I quit the sorority - or at least I tried to quit when my next relationship came. It was not because I was in love, in fact, I know it was not even because I really liked him. It was more because I said he would be the last and that was it...
Have you ever promised something and breaking it would mean turning your back on who you are and what you believe in? I did not want to back out on my word. And even if one guy who truly cared for me stood by me all those years - more than a year of courtship and over five years of friendship, I still chose the other. Call it a twist of fate. I was young, impulsive and knew nothing better. I just wanted escape - from ever going back to Iloilo. I thought it was my way out... I've always wanted to run away from home. I was 7 when I first attempted to leave.
The relationship was not all that bad. There were moments of fleeting bliss, feeling loved and loving. My world revolved around the father of my children. He was like the Sun, and I drew my strength and breath upon him. He was all that I needed and that was how I felt. It meant death to be apart and yet it turned to be one hell after another. There were other women, but it was the first one that truly hurt. The betrayal was just too painful to even remember. Now, I have no regrets. It's just as well. I don't hate him. I know he loved me and the children. He just couldn't handle the pressure and the responsibility. I asked him to leave. Not without a fight, but he did concede and never bothered us again.

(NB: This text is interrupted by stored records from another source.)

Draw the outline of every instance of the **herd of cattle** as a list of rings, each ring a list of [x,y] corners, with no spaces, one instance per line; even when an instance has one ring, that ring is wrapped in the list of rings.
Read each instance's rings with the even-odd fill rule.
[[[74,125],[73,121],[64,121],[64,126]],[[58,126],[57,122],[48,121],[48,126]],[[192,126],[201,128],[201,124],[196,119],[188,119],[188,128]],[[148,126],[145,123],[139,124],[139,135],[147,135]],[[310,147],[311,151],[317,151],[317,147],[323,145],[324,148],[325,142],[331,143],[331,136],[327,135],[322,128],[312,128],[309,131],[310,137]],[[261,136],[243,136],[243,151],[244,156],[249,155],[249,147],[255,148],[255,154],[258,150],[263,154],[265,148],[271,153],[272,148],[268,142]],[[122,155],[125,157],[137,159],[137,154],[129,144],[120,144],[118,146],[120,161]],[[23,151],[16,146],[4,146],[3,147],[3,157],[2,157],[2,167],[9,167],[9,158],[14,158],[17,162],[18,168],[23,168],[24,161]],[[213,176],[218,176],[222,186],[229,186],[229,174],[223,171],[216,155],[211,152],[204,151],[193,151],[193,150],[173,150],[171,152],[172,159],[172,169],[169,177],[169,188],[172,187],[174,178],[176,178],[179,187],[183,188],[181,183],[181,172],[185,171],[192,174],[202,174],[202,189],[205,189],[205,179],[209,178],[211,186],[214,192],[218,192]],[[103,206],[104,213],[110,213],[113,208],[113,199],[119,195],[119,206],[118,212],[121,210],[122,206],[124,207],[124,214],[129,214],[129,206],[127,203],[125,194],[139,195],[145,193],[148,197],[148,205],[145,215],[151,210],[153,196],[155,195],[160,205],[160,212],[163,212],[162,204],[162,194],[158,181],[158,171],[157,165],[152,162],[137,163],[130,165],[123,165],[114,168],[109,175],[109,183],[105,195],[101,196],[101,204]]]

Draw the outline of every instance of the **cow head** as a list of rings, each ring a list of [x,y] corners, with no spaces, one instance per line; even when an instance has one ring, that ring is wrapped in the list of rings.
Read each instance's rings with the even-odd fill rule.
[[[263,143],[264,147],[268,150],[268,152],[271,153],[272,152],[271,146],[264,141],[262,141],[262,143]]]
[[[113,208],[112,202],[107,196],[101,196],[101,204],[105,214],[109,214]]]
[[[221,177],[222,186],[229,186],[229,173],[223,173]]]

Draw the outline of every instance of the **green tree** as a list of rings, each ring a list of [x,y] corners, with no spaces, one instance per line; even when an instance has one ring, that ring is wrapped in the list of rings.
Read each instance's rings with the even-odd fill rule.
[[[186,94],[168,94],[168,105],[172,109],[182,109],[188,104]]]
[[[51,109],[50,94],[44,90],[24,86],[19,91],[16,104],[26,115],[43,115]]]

In time I know his path and mine will cross again, if not the kids' and his. I know also that I have to let the children know he loved them even if he did not show up. They are still vitally linked by blood and heritage and I know that whatever my children will be they would eventually want to know where they have been.
I used to be so afraid about meeting him in the streets. I remember hailing a taxi from the hospital because I thought I saw him just across the street.
Out mutual friend and I never got along after the breakup. He was his best friend and I thought mine too. He simply felt I should have tried harder or at least given him another chance. It was more than five years of hell. I know the wounds and memories are healed. Only by God's grace.
After twenty years, what can I say? My "ex" who was a "brod" tried to win me back and for three months of insanity, I was entangled in a web of deceit and revenge. He wanted to have his sweet revenge for being rejected. He wanted to prove that I was wrong to have jilted him. He wanted to show me what I missed for choosing someone else over him. He thought I married Wilfredo so he also got married. I am glad I was taken out of the mess. Indeed, only by God's amazing grace.
It doesn't end there. I still have momentary death wishes. At times I feel I have lived too long as it is. Only that I know I am still useful, that's why I continue to trudge on and hope for the best. My life is an open book. People can easily see through me. I no longer hide from my past or even deny what I have been and what have transpired. My life is a living proof of God's mercy and love.